Officials are considering building a rail link from Chinese-controlled Tibet to Nepal which would ultimately link the mountain state's capital, Kathmandu, with Beijing - and would need to pass beneath the Himalayan mountain range.
The new rail route would boost trade and tourism between China and Nepal in a development that risks more tension with India over China's ambitions in south Asia.
The new line would join an existing line from Qinghai, a central Chinese province, to Lhasa, the capital of Chinese-controlled Tibet, and is being planned "at Nepal's request", according to reports in the China Daily. A Tibetan official is cited as saying it will be completed by 2020.
Everest's 8848m summit sits precisely on Nepal's border with China. The rail project's specific details are few, but engineers may look for guidance to the makers of the world's current longest and deepest tunnel, under the Swiss Alps.
China's Foreign Minister, Wang Yi, visited Kathmandu in December and said the line could eventually be extended to that city and beyond.
Chinese tourism to Nepal, which is home to eight of the world's 14 peaks higher than 8000m is also growing.
Wang Mengshu, of the Chinese Academy of Engineering, told state media: "If the proposal becomes reality, bilateral trade, especially in agricultural products, will get a strong boost, along with tourism."

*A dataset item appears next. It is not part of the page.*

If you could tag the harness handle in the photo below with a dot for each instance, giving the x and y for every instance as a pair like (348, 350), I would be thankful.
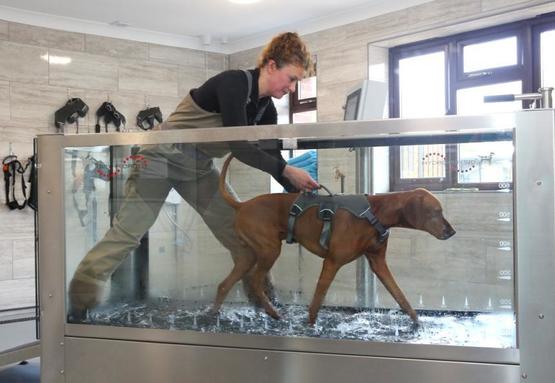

He added: "The line will probably have to go through Qomolangma [the Tibetan name for Everest], so workers may have to dig some very long tunnels."
The challenging Himalayan terrain, with its "remarkable" ups and downs, means that trains on any line to Kathmandu would probably have a maximum speed of 120km/h, he said.
Sino-Indian tensions remain high, with both countries - home to 40 per cent of the world's population between them - seeking to shore up their influence in their respective regions.
Not far from the proposed rail link are areas which China and India both claim as their own, and over which there was a border war in 1962.